Sector Ends Week on Down Note

Bank stocks ended the week in negative territory, as a number of banking companies completed their stock offerings and investors turned their attention back to the economy.

The KBW Bank Index fell 1.87%, ending the week off 2.65%.

"There were a lot of capital raises this week, which was a culmination of the stress test process," said Walter "Bucky" Hellwig, senior vice president of Regions Financial Corp.'s Morgan Asset Management. "It's akin to all the good news being in those stocks, and it's an opportune to time to take profit."

Investors are now refocusing on economic issues, Hellwig said, "specifically with regard whether we're going to continue to have the green shoots or whether they are going to whither away."

Decliners included Bank of America Corp., which fell 3%, JPMorgan Chase & Co., 1.4%, Wells Fargo & Co., 2.9%, U.S. Bancorp, 1.6%, SunTrust Banks Inc., 6%, Marshall & Ilsley Corp., 5.5%, Regions Financial Corp., 6 cents to $4.04 and Citigroup Inc., 5 cents to $3.67.

Gainers included M&T Bank Corp., 0.3%, Cullen/Frost Bankers Inc., 0.4% and People's United Financial Inc. in Bridgeport, Conn., 1.2%.

The Dow Jones industrial average fell 0.18% and the Standard & Poor's, 0.15%.

Eugenio J. Aleman, a senior economist at Wells Fargo, wrote in a note Friday that U.S. monetary policy should not be politicized.

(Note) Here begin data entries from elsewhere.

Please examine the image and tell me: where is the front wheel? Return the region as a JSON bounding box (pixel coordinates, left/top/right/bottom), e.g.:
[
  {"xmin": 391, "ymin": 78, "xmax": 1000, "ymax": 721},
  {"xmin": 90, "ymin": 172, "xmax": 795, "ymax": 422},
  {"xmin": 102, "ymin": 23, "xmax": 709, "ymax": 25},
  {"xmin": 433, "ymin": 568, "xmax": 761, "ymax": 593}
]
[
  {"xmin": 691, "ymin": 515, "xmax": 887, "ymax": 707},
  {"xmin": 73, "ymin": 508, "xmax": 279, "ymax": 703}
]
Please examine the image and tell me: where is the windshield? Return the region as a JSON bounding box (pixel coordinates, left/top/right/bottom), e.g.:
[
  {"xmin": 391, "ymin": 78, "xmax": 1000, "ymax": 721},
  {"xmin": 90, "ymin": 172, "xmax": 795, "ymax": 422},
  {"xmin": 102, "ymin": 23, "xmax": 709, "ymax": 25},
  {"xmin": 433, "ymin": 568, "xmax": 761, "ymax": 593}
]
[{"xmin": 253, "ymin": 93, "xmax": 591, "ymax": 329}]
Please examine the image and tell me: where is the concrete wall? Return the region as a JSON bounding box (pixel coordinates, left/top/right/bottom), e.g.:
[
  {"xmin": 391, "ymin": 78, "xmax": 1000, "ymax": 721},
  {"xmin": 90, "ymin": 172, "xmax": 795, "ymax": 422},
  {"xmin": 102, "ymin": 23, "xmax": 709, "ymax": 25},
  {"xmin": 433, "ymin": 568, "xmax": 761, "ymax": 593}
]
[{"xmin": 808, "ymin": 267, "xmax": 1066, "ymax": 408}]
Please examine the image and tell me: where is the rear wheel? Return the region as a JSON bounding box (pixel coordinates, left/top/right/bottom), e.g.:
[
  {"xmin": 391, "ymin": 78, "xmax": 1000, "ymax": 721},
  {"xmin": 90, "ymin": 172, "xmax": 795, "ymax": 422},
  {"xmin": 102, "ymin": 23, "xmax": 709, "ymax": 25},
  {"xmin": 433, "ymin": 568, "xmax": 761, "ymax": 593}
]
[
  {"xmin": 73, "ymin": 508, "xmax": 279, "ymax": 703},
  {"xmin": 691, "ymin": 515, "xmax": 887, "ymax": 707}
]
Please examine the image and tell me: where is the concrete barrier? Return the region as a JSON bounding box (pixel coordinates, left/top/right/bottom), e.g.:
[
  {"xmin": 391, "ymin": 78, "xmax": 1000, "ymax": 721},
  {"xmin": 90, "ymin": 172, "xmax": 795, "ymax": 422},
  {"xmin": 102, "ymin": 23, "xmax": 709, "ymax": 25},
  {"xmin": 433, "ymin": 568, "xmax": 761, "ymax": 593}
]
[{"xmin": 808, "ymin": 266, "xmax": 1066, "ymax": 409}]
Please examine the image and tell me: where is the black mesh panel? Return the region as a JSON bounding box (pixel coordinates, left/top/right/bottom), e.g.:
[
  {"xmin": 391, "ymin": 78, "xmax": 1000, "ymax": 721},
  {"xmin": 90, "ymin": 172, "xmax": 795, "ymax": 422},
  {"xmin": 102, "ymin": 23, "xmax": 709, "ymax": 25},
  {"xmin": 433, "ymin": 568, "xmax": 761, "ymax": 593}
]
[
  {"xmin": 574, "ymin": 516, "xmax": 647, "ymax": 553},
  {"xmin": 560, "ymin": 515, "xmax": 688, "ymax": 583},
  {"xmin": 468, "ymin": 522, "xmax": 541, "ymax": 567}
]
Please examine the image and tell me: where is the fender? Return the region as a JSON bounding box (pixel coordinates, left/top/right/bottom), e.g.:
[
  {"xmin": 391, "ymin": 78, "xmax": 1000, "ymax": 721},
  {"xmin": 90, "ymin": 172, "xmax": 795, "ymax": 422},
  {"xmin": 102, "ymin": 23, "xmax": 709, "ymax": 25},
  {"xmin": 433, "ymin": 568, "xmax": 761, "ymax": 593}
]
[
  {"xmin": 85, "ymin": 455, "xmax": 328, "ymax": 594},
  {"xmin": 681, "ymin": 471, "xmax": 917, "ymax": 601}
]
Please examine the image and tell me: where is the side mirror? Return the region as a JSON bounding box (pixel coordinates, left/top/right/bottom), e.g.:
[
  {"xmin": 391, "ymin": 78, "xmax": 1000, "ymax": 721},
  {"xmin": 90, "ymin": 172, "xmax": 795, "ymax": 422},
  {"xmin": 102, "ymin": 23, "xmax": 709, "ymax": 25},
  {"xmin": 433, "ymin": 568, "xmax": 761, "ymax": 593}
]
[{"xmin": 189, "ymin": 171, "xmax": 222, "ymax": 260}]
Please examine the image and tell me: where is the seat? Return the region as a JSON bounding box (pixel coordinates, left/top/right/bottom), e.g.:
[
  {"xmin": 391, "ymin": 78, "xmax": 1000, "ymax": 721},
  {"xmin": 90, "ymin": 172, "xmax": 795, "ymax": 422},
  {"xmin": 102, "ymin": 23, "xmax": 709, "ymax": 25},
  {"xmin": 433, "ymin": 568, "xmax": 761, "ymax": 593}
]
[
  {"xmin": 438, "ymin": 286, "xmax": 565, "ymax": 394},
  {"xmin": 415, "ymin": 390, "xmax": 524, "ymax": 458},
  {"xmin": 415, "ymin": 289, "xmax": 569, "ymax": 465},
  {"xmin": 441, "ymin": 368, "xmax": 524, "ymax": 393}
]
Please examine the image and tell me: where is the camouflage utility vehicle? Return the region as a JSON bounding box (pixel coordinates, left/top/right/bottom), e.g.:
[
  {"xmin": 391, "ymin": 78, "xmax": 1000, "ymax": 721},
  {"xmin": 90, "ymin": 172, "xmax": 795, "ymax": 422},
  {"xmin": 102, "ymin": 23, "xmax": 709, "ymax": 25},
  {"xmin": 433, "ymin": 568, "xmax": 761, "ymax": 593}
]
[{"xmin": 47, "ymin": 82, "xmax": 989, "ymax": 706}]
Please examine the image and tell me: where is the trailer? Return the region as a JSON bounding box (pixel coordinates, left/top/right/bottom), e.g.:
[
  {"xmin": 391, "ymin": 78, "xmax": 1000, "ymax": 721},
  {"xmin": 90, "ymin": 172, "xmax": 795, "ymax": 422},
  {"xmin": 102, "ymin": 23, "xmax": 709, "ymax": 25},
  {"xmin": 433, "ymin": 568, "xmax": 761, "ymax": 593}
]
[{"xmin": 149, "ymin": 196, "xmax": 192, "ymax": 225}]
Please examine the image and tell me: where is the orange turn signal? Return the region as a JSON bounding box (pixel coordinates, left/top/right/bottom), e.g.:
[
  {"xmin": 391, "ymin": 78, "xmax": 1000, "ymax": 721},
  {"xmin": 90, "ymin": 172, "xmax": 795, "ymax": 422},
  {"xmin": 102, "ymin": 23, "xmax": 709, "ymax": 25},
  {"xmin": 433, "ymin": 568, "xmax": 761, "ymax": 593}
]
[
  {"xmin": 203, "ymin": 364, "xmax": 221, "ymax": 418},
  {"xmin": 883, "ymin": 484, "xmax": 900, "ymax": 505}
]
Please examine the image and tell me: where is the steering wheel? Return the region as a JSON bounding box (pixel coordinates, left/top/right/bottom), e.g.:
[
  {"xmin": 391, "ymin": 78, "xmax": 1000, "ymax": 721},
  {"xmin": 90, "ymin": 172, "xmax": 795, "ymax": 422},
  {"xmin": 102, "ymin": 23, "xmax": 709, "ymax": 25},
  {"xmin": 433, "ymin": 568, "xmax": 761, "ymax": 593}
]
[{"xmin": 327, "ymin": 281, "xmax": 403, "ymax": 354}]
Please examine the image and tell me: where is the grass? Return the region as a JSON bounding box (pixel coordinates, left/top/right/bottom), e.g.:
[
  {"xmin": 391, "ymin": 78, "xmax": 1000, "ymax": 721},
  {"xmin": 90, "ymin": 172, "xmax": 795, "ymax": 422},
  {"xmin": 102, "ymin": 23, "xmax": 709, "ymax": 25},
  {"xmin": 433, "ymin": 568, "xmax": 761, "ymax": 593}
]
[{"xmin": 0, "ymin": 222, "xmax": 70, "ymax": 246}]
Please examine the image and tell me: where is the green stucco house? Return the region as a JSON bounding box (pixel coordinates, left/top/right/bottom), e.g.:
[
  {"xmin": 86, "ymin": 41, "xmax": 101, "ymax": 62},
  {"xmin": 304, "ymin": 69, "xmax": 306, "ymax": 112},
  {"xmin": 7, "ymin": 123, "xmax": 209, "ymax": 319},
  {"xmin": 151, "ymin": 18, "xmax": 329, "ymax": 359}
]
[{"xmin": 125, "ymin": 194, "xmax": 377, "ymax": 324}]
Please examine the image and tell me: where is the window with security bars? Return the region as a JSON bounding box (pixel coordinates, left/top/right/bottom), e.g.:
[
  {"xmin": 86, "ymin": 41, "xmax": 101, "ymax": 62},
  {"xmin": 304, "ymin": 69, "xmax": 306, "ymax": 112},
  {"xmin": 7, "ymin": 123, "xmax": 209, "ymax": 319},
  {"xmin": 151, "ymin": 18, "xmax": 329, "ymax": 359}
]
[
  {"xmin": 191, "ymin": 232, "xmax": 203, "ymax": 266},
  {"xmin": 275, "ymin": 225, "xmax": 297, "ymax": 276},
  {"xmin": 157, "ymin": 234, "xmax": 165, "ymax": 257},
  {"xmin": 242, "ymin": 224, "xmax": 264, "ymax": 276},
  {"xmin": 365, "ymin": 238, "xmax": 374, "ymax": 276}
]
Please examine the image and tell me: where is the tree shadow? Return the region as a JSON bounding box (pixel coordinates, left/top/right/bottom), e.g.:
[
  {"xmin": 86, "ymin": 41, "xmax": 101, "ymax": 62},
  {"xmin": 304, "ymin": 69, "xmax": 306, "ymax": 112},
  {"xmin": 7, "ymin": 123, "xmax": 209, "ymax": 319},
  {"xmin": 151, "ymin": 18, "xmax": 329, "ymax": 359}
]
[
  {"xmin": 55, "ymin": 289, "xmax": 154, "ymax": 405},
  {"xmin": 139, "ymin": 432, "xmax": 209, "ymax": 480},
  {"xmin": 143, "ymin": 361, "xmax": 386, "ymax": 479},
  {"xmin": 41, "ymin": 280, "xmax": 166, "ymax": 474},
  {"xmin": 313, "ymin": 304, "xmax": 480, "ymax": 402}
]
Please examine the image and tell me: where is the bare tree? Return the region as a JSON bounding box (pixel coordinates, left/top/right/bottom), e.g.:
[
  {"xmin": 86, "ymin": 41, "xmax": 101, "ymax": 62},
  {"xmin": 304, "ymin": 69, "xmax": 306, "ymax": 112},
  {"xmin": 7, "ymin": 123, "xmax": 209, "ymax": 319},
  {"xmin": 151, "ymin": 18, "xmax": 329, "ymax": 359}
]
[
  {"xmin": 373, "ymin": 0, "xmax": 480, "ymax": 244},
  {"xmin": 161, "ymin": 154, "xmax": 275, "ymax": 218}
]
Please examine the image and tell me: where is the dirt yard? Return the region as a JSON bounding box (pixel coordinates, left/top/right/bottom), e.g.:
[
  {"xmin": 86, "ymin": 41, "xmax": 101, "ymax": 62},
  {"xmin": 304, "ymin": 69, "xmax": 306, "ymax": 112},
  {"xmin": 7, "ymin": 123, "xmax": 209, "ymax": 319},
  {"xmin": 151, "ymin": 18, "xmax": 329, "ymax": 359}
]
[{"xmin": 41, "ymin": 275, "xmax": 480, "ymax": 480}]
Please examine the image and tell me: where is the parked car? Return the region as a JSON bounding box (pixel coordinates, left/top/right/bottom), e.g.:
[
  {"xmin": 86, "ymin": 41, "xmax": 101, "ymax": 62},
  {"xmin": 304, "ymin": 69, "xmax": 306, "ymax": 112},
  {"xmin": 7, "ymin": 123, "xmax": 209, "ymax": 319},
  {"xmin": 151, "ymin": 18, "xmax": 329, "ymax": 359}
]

"In some sense the Federal Reserve attacked the bursting of the dot.com bubble and the effects of the September 11 attacks with more money, creating a new and bigger bubble in the housing market," Aleman wrote. "Now, the extremely expansionary monetary and fiscal policy we are following could be the harbinger of an even worse event to come. Thus, we need monetary policy and monetary policymakers to remain independent of the political process so they can correctly bring this unorthodox monetary experiment to a successful conclusion."